Problema Grande, Solución Obvia

The Sunday, January 10 edition of the Houston Chronicle brought front-page, banner-headline news of a “problem” in Our Town. (For some reason we don't care to know, we could find no evidence of this story anywhere on or in the paper's online edition as of 12:30 p..m. Sunday.) As with most “problems” “exposed” by formulaic journalism (that’s the set-‘em-up, knock-‘em-down kind that doesn’t tell you anything new or revealing about particular people with real names and addresses), this problem apparently can only be remedied by greater effort, and increased expenditures of taxpayers’ money, on the part of government.

This particular problem––the problem de jour, if you will––rests on the shocking “news” that many people in Houston, far too many people in fact, do not speak English.

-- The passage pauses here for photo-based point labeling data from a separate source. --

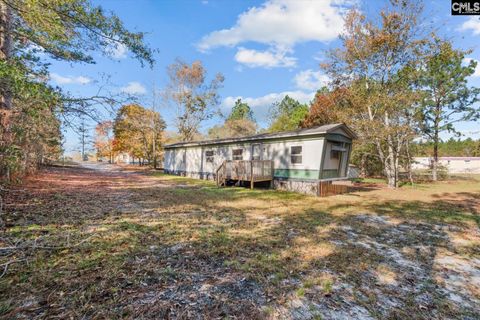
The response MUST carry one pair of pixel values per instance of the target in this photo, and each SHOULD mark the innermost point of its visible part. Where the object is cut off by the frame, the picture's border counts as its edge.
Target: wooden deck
(244, 170)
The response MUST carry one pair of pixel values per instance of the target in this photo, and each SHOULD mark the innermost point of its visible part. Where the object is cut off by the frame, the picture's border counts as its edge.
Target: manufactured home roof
(263, 136)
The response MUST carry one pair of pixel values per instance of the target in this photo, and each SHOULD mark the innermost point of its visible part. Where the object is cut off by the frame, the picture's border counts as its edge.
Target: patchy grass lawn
(84, 243)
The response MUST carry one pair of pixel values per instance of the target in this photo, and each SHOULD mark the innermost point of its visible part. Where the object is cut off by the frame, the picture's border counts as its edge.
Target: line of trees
(393, 81)
(136, 130)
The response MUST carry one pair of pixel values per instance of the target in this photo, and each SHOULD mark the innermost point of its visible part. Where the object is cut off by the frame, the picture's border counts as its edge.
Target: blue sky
(264, 49)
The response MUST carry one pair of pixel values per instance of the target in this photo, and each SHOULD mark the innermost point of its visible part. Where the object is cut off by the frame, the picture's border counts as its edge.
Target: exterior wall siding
(301, 177)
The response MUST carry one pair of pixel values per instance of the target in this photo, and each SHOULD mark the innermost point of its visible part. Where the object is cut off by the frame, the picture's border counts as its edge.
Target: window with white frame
(209, 156)
(337, 149)
(237, 154)
(296, 154)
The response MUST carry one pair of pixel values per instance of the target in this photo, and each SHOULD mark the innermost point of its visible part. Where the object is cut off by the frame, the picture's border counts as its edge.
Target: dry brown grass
(127, 244)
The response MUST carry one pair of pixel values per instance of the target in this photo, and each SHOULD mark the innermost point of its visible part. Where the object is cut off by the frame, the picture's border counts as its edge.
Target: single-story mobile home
(295, 160)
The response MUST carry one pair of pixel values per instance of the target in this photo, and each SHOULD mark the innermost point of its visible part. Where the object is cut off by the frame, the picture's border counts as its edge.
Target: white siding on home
(279, 152)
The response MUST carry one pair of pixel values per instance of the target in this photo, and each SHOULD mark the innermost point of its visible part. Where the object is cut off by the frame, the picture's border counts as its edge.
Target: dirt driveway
(98, 241)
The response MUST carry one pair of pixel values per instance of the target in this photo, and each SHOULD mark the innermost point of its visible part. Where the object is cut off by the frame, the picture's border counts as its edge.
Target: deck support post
(251, 175)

This state of affairs “adds burdens to police and public,” as the ungainly banner headline screeched, in a “city of global dialects.” (Dialects? Do they still use dictionaries at newspapers, or is that another archaic tradition that’s fallen victim to budget cuts?) That apparently results in situations in which officers who speak only English rely on “wrecker drivers, bystanders or victims’ children to act as translators if bilingual [read: Spanish-speaking] officers are not available.” This despite a Houston Police Department program that "pays $1.9 million annually in extra pay to 1,046 bilingual-certified officers,” among whose number are “904 officers certified as fluent in Spanish” and an unspecified (by the Chronicle) lot “who can speak Vietnamese, two dialects of Chinese and Korean.” (We’d hazard a guesstimate that the number of the latter two rounds up to about 3 or 4.)

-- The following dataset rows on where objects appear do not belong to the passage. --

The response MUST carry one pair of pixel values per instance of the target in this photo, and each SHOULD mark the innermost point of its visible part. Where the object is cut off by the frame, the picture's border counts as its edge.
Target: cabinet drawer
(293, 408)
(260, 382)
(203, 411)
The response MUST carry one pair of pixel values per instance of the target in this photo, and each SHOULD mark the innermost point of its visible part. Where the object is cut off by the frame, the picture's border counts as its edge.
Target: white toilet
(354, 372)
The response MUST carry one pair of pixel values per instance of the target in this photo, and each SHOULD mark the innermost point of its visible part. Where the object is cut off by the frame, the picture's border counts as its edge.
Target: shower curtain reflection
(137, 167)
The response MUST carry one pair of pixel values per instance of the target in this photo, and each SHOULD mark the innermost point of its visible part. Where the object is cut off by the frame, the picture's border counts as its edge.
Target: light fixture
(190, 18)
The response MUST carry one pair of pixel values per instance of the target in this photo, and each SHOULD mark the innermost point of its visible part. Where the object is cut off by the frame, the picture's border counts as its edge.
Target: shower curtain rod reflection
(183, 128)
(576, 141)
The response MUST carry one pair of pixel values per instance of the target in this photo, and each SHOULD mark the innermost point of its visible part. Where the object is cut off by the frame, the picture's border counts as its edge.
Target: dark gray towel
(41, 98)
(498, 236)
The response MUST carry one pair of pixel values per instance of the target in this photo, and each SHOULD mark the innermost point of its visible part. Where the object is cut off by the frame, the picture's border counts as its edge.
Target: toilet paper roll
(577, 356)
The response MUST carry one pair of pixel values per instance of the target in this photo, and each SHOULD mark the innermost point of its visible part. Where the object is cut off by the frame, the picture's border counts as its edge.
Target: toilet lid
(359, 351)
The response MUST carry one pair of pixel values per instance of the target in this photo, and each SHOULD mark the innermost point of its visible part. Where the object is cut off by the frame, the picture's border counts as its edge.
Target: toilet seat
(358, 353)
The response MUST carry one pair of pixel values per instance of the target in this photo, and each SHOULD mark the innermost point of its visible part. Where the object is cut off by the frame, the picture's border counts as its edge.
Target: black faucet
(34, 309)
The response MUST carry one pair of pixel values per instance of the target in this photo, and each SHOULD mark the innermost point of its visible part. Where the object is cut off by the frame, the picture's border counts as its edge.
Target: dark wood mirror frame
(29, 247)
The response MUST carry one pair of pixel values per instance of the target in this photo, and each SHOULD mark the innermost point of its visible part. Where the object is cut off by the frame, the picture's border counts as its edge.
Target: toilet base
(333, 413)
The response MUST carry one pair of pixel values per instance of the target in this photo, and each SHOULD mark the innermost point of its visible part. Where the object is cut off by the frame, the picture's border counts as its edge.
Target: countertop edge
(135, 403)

To illustrate the pressing nature of this problem, the Chronicle notes that the Houston school district “has identified about 100 languages spoken in students’ home.” What that means, we suppose, is that the ideal HPD officer would be able to investigate and thwart crime in, oh, about 50 different tongues, although such skills would probably price an applicant far out of the police academy. But such deft linguists certainly would be an improvement over all these dumbass native-English-speaking officers who obviously aren’t cut out for police work due to their monolingualism. Their ineptitude contributes to the following tear-extracting vignettes, and “often,” supposedly:
The lack of bilingual officers often forces victims to recount intimate details of a sexual attack to a neighbor acting as translator for an officer, said one veteran HPD investigator....
Not to sound unfeeling or unsympathetic to crime victims, but isn’t the obvious and most cost-effective “solution” to this “problem” to have people who come to this country, legally or illegally but in either case out of their own free will, get cracking and LEARN SOME GODDAMN ENGLISH?

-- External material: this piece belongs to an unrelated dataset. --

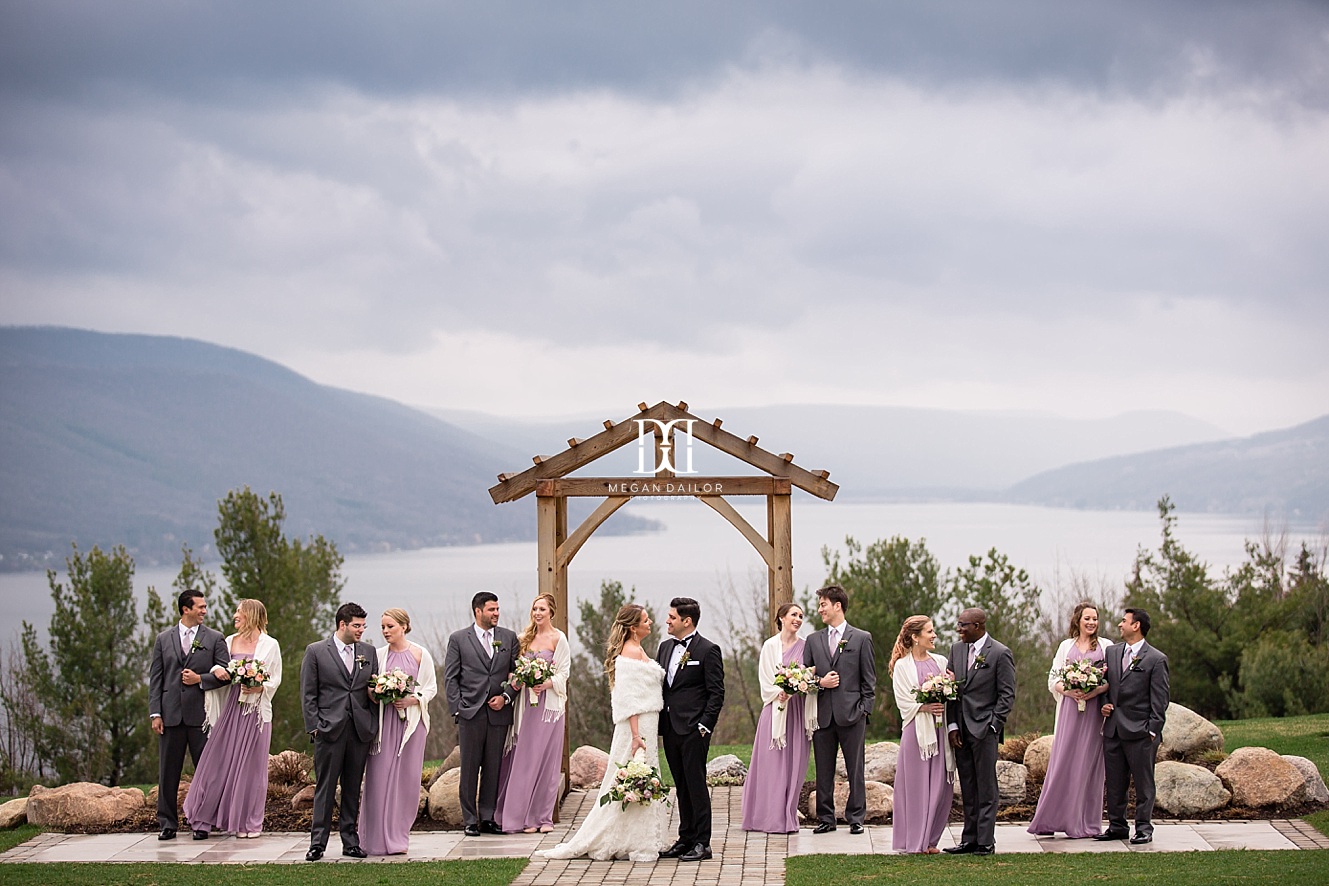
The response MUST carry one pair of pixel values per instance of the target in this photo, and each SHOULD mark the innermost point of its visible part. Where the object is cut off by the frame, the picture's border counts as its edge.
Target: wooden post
(780, 528)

We suppose that would just be too much to ask.

2 comments:

Anonymous said...

My Dad owned and operated a business in Mexico for about 30 years. Do you think there was ever, once, a form in English or a bureaucrat at Gobernacion or Hacienda that spoke English? Never. Do you think there was one cop in the entire city that spoke English? HA!

Learn some freakin English.

bob said...

Maybe they just need the right Google app on their cell phones.

"Shoot him in the ass with the Taser again, Miguel." in Vietnamese becomes "Sút ông trong ass với Taser một lần nữa, Miguel." So says the boss search engine.

100% kosher? Dunno, but the Viets will probably get the gist of it.